There is therefore the risk of what we call an "emergency within an emergency." That means, for example, an outbreak of an epidemic like cholera or some other disease in the camps that would cause a health emergency, in addition to the existing security emergency. We have so far not seen that happening in this case, but there is a high risk of that occurring.
What is needed to stabilize the situation?
What we have done as UNOCHA is that, together with international NGO partners, we have come up with a plan to address the situation. This response plan aims to provide assistance to around 1.2 million people. The question could come up: Why for 1.2 million, when there are only around 600,000 refugees?
That's because we also need to help the host communities. The refugees are coming into a very densely populated country where people are poor, to begin with. And when all of a sudden they have an additional 600,000 people, it puts a lot of strain on the resources of these local communities as well. So we need to be able to help them also.
The price tag for all the projects in that response plan amounts to about $434 million (€367 million). This money would be spent on providing aid for the six-month period between September (we have already started) and until the end of February 2018.
What measures do you intend to implement as part of your response plan?
As I said, those people are coming essentially with nothing and they have suffered horrifying treatment. They need the essentials for their survival. They need food, so we're working to improve the distribution of food. We're also looking at helping them build shelter. They need water and sanitation, which are very important.
Unclean water is a recipe for disaster and a recipe for epidemics. These people also need different kinds of health care. Some of them have been wounded and they need immediate help. We need a basic health care system that any society needs. And what we have identified particularly in children and women who have been subjected to sexual violence is that they need psychological first aid. They need to have an opportunity to get psychological support.
My colleagues at UNICEF are very concerned about many children who have seen their families being killed in front of them. They have now arrived in Bangladesh, but they are almost apathetic. They just sit down, don't speak and gaze into space. They are completely traumatized. They need some urgent psychological help to, if ever, recover from this. This is very critical.
Some UN special advisers have said that the international response to the Rohingya crisis has been a failure and that the international community did not meet its responsibilities. What kind of action do you expect from the international community now?
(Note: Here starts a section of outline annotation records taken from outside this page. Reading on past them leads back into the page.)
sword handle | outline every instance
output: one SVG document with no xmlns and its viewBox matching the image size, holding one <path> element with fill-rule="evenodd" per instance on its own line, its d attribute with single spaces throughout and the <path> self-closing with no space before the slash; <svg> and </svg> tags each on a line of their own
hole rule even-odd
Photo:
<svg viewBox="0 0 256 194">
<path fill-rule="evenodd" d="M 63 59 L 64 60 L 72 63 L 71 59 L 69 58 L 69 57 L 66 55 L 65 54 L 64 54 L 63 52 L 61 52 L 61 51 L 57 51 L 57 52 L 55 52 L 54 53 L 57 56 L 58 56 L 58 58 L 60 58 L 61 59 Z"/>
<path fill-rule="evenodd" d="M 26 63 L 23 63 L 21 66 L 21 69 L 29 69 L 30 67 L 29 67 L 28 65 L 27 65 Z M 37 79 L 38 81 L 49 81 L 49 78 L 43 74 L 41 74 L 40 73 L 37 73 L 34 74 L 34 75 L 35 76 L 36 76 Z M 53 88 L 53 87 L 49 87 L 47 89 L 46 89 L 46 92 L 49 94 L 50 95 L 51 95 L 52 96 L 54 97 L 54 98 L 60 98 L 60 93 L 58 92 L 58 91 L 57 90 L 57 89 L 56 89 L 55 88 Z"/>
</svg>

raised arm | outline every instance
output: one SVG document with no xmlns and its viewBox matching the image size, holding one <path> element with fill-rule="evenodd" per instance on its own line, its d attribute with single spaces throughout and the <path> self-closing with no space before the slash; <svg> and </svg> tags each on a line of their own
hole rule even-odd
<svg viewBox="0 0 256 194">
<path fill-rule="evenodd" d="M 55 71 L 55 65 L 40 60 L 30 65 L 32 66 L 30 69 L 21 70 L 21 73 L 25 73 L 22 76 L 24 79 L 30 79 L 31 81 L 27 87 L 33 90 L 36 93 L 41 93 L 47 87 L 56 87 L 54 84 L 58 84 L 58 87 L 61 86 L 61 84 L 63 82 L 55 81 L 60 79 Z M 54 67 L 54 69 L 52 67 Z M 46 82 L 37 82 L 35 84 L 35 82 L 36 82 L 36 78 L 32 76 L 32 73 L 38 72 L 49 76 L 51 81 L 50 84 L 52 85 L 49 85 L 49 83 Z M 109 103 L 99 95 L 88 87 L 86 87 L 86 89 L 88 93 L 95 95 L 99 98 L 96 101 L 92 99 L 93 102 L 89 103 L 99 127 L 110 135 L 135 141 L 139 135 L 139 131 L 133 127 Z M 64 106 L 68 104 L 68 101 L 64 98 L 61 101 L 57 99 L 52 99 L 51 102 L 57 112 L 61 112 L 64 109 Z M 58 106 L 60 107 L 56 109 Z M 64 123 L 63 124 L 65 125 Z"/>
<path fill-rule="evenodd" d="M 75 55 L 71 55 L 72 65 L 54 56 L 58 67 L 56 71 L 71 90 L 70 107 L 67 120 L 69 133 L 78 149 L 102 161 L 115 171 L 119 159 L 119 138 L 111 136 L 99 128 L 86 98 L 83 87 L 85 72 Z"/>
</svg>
We expect the international community to step up and help the Rohingya people who have fled. We expect countries worldwide to show solidarity with them as well as with the people and government of Bangladesh. They have kept their borders open and welcomed the Rohingya. They have provided them with what they have, giving them shelter and protection. We need to step in as international community and we need donors' support to do so. I don't think that anybody would question that these people need all the help that they can get.
You have said that the response plan covers the next six months. But what needs to be done on a political level to resolve the problem?
As a humanitarian, I cannot really speak about the political solution. What we have said consistently from the UN is that the problem originates in Myanmar and the solution must be found in Myanmar. For those who have fled Myanmar, the first priority is of course life-saving aid. But we are also aware that we need to look ahead, beyond the sixth month. That's because we must do what we can to help these people for a considerable period of time and we need to do everything we can to facilitate their return to Rakhine, if they so wish, if they voluntarily want to return in a safe and secure way.
When that will happen is simply impossible for me to estimate right now. But it is, of course, the long-term goal.
Jens Laerke is deputy spokesperson of the UN Office for the Coordination of Humanitarian Affairs (UNOCHA). He is based in Geneva, where a donor conference is set to take place on Monday, October 23.
The interview was conducted by Rodion Ebbighausen.